# Ney Rosauro



## NYGfan303

From Wikipedia:

"Ney Rosauro (born October 24, 1952) is a Brazilian composer and percussionist.

His compositions include solos for marimba, vibraphone and multi-percussion setups, as well as music for percussion ensembles and orchestras (such as his Timpani Concerto). A common theme in his work is the use of traditional Brazilian melodies and keys to create music with Brazilian roots.

He was educated at the Universidade de Brasília, in Brasília, Brazil, where he received his bachelor's degree. He then attended the Musikhochschule Wuerzburg (Germany) with Prof. Siegfried Fink, where he achieved master's degree. He finished his education at University of Miami where he attained a doctorate, and is currently Director of Percussion Studies.

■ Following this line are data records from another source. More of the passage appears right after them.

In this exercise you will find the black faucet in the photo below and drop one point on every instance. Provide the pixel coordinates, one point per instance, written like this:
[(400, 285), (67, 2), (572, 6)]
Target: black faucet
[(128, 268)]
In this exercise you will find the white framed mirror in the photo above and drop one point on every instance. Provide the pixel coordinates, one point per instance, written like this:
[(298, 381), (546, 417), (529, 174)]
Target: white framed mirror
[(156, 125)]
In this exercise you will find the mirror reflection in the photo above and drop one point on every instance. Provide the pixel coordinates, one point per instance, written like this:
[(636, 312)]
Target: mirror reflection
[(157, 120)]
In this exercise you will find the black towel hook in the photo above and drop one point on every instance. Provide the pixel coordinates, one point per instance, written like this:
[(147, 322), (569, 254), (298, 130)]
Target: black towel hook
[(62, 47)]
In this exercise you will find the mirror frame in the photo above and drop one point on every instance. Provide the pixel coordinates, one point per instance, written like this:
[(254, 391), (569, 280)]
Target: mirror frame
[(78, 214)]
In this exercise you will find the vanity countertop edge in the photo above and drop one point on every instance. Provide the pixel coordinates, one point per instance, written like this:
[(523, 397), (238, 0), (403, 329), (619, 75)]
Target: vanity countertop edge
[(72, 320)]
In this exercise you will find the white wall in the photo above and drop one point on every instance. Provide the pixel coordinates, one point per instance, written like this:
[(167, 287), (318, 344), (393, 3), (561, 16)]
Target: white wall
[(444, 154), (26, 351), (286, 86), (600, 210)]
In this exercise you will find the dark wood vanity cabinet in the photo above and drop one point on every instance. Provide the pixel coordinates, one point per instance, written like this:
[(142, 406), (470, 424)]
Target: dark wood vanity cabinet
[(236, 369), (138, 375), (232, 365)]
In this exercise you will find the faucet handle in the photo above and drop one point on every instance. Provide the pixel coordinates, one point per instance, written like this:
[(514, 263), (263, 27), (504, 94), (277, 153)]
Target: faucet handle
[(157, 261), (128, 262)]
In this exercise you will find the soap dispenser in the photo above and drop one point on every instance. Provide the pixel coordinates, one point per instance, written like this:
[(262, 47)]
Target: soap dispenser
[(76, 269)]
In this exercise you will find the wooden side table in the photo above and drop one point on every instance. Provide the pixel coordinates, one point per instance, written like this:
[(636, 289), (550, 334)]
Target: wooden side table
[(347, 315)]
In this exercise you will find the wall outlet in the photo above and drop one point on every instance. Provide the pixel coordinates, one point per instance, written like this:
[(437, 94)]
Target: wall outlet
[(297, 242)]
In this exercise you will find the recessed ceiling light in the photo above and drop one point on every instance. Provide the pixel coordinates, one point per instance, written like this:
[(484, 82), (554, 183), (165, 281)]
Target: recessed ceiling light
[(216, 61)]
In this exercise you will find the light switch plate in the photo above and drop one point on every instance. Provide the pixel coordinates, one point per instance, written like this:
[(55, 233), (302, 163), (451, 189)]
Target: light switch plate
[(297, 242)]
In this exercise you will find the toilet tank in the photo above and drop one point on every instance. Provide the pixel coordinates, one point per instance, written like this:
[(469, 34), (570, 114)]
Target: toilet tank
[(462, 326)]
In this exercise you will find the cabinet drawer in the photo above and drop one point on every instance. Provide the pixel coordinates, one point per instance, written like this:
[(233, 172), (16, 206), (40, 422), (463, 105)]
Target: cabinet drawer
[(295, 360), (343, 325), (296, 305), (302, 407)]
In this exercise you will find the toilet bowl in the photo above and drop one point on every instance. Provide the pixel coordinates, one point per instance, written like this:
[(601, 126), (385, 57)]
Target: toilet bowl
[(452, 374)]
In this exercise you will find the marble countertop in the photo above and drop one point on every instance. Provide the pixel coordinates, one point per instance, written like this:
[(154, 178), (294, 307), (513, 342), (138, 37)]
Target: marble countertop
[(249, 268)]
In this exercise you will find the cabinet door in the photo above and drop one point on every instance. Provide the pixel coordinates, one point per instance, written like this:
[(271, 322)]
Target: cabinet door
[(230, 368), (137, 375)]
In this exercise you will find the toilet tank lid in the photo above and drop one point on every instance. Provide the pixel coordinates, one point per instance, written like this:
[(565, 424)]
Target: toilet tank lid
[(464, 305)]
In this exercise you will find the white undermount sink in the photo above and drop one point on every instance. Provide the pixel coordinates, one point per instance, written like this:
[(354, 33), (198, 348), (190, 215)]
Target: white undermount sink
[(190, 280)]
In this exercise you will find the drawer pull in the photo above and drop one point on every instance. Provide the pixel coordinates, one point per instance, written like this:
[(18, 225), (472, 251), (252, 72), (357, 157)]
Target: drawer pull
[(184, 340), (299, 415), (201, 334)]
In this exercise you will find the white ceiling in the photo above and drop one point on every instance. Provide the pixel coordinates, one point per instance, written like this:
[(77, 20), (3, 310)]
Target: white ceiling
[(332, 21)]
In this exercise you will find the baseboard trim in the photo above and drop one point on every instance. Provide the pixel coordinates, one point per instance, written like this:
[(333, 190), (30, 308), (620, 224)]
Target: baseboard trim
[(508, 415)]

Ney Rosauro's roots are in traditional Brazilian music, as evident by his unusual drum set, which mixes traditional Brazilian drums with standard cymbals. This exemplifies his blend of both Brazilian and Western percussion traditions. His most popular work, the Concerto for Marimba and String orchestra #1, is the most frequently played piece for solo percussion worldwide, performed by outstanding artists like Evelyn Glennie[1].

In 2008, Rosauro was commissioned to write a piece for the Empire State Youth Orchestra's Repertory Percussion Ensemble. Titled, "Mother Earth, Father Sky," the work focused on the voices of nature. The piece debuted at the Troy Music Hall in March."

I personally think that he is the greatest percussion composer who ever lived. His Concerto for Vibraphone has always been one of my favorite pieces of music.


----------